Les violations des droits de l’homme en Angola… Par rapport à Rafael Marques, si un citoyen entame une procédure en justice contre un autre individu, est-ce une violation des droits de l’homme ?

Vous êtes journaliste, mais si vous commettez un crime, est-ce que vous n’aurez pas de comptes à rendre juste parce que vous êtes journaliste ? Je ne le crois pas. Vous êtes journaliste, mais vous êtes également une citoyenne.

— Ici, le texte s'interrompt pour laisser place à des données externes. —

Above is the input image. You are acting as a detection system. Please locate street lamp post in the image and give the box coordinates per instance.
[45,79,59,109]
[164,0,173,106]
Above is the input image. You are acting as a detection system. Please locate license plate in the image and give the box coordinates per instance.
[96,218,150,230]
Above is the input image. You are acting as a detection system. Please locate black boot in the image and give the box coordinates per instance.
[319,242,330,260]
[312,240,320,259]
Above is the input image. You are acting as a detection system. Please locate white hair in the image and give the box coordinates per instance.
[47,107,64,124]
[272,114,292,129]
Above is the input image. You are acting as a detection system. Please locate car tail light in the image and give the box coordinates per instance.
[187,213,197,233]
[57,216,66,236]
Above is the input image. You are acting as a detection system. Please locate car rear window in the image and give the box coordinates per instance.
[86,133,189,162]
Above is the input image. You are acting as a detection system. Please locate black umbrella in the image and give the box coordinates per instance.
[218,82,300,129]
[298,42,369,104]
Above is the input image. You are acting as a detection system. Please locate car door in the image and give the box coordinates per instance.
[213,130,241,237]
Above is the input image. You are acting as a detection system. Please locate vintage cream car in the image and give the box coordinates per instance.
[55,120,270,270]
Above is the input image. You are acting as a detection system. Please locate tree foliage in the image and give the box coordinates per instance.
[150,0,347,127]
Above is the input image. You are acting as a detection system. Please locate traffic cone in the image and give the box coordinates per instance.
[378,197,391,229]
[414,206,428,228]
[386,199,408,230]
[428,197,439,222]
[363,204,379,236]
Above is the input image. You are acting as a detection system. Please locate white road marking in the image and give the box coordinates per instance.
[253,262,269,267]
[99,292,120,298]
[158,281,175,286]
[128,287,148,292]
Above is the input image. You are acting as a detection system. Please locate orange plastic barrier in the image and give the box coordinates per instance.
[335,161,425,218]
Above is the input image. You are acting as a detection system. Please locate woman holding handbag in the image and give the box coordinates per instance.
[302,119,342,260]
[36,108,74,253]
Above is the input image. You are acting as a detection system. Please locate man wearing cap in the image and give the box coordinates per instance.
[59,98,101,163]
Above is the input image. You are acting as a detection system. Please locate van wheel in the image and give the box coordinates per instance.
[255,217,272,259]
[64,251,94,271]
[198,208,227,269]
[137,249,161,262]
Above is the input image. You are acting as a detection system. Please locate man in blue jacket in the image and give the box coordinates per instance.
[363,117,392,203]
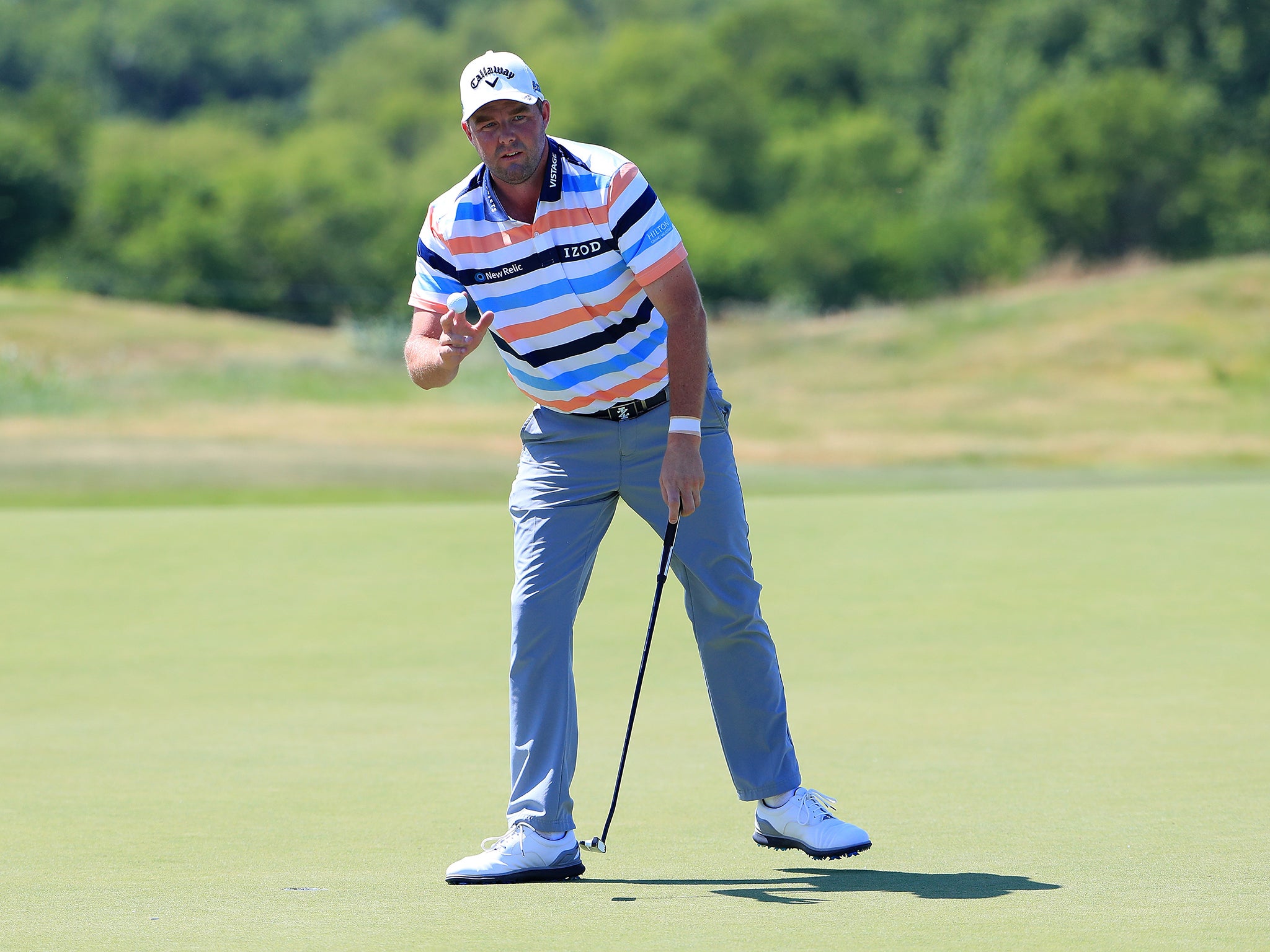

Est-ce à dire que vous pouvez commettre tous les crimes que vous voulez ?

La prochaine fois, est-ce à dire que je ne passerai pas à vos côtés, sinon vous pourrez me tirer dessus, me tuer et il ne vous arrivera rien ? Et ce parce que vous êtes journaliste, est-ce ainsi ?

Ce n’est pas où je voulais en venir, mais vous avez répondu sur Rafael Marques. Des manifestations ont pu se tenir, par ailleurs, sans problèmes. Mais là, dans ce cas précis, par rapport à ce qui s’est passé, en êtes-vous inquiet ?

Lorsqu’il y a des manifestations partout dans le monde, normalement les policiers encadrent les manifestants. Toutefois des situations de cette nature peuvent survenir, une personne peut être blessée, mais ce n’est pas la fin du monde.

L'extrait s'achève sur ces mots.